SandHill.com: How does Stratus help companies achieve greater uptime?
Dave Laurello: We play in the private cloud infrastructure space. We provide resilient, fault-tolerant servers and proactive remote monitoring and management of those servers, which allow companies to implement private clouds that run their mission-critical applications.
Columbia Memorial Hospital, for example, implemented a centralized EMR environment supporting over 300 clinicians around the county (or their service area). They use our product and services to keep that private cloud up 24×7 to run their most mission-critical applications.
SandHill.com: How are your product and services different from others in the market?
Dave Laurello: Most other technologies in this space address failure recovery. With our software for proactive monitoring and management of those environments, we can predict when there are potential problems and remediate them before they turn into failure. So we’re really about failure avoidance versus failure recovery. As a result, 100 percent uptime is absolutely possible.
I can show you Stratus customers (large and small) that have been running for years with us and have had absolutely no downtime. None. Zero. I personally think it’s totally unacceptable for hours or days of IT downtime in the course of doing business.
SandHill.com: Yet, companies experience downtime for hours or days and, in the case of Amazon’s cloud services, for four days. Are companies not aware that they could have 100 percent uptime?
Dave Laurello: There are a lot of analysts and others who write articles saying 100 percent uptime is impossible, and some companies are kind of programmed by what the analysts and press write. As a result, they think it’s acceptable to live with less uptime.
Other companies are willing to take more risks with their IT infrastructure, so they go with alternative technologies such as clusters or standard servers, which cost less. This is perfectly acceptable for applications that aren’t mission critical and don’t demand the highest level of uptime.
SandHill.com: Realistically, what is an acceptable amount of downtime?
Dave Laurello: At Stratus last year we had on average 81 seconds of downtime across our installed base of 8,000 servers. That’s the benchmark that I hold this company to. And I continue to drive the company to bring that down to below 81 seconds. From my perspective, the CIO of a company would use this as the benchmark and say that, on average, the company should be down 81 seconds or less in a year.
SandHill.com: Of course, there are so-called “acts of God” that result in downtime.

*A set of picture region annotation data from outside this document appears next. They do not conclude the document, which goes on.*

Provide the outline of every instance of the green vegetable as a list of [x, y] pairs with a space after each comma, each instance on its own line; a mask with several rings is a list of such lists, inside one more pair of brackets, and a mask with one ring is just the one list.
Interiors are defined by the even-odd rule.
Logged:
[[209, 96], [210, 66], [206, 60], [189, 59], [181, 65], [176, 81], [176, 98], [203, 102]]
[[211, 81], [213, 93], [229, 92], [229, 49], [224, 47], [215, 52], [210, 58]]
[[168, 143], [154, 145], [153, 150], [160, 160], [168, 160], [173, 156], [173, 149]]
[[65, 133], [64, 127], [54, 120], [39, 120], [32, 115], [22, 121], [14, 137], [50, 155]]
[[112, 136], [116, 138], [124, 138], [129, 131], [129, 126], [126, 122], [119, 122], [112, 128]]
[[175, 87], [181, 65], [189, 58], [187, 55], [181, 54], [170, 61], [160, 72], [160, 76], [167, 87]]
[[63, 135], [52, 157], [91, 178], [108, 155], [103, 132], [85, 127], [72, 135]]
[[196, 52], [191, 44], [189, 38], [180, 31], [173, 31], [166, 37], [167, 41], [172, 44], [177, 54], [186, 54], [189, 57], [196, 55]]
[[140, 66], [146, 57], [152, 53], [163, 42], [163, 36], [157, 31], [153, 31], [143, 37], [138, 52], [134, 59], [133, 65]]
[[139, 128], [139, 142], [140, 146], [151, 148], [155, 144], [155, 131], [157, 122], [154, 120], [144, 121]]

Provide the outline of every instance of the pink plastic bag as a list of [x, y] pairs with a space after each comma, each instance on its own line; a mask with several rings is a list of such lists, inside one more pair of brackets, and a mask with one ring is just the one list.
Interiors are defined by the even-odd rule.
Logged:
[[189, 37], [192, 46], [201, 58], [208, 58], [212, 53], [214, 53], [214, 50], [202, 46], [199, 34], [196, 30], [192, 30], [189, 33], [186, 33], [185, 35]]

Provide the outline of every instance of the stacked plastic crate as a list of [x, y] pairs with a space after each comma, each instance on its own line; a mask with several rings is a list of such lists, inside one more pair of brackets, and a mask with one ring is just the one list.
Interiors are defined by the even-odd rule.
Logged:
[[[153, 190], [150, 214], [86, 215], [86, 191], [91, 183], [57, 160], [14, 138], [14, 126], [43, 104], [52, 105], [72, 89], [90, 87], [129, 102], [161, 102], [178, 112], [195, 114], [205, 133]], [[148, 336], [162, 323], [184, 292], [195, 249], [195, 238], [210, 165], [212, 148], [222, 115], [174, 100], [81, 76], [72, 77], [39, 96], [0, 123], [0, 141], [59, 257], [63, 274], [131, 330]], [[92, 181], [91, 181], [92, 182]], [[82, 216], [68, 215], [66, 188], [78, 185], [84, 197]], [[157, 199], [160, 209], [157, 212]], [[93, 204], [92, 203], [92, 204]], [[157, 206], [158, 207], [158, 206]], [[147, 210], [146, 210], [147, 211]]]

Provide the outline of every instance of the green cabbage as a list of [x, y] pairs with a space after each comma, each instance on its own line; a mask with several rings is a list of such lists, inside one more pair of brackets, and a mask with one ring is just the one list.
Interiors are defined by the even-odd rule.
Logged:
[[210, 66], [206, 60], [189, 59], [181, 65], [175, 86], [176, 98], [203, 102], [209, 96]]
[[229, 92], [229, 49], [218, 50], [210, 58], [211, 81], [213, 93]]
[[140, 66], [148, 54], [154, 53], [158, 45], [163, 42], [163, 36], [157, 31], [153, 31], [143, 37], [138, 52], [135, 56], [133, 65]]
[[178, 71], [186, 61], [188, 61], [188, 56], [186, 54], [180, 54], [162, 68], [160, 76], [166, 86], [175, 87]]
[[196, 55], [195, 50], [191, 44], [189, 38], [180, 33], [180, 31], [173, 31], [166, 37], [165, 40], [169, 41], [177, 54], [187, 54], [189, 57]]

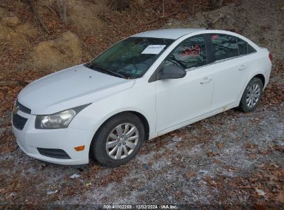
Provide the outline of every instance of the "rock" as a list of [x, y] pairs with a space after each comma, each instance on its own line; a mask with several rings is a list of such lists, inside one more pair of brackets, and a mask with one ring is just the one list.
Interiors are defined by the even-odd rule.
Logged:
[[184, 173], [184, 177], [187, 178], [191, 178], [196, 175], [196, 173], [193, 171], [188, 171]]
[[47, 195], [52, 195], [52, 194], [55, 194], [56, 193], [57, 193], [58, 191], [57, 190], [55, 190], [55, 191], [48, 191], [46, 193]]
[[261, 189], [255, 188], [255, 190], [256, 193], [258, 194], [258, 195], [264, 196], [266, 195], [265, 192], [263, 191]]
[[144, 164], [143, 168], [146, 170], [148, 170], [149, 169], [149, 166], [146, 164]]
[[31, 55], [30, 65], [39, 70], [60, 70], [81, 62], [81, 43], [68, 31], [59, 38], [37, 45]]
[[182, 140], [182, 139], [180, 137], [178, 137], [177, 135], [175, 135], [171, 140], [173, 142], [180, 142]]
[[8, 26], [16, 26], [21, 22], [17, 17], [6, 17], [2, 19], [2, 21]]
[[79, 178], [79, 177], [80, 177], [80, 175], [79, 175], [79, 174], [74, 173], [74, 174], [73, 174], [73, 175], [71, 175], [70, 176], [70, 178], [71, 178], [71, 179], [75, 179], [75, 178]]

Dave Laurello: Yes, there are things that one can’t predict. But other than that, there are things companies can do that make 100 percent uptime possible. It’s everything from the technology you select for servers, the type of service monitoring and management, managed services, how you do patch management and how you administer the servers.
There definitely are methods and things that can be done to address uptime. But you need to have the right motivation to invest in those solutions. Unfortunately in today’s world, the motivation comes down to dollars-and-cents tradeoffs. That’s why it’s important to understand the cost of downtime.
Dave Laurello is president and CEO of Stratus Technologies (@stratus4uptime). He rejoined Stratus in January 2000, coming from Lucent Technologies, where he held the position of vice president and general manager of the CNS business unit. At Lucent, Dave was responsible for engineering, product and business management and marketing. Prior to this, he was vice president of engineering of the carrier signaling and management business unit at Ascend Communications. From 1995 to 1998, Dave was vice president of hardware engineering and product planning at Stratus.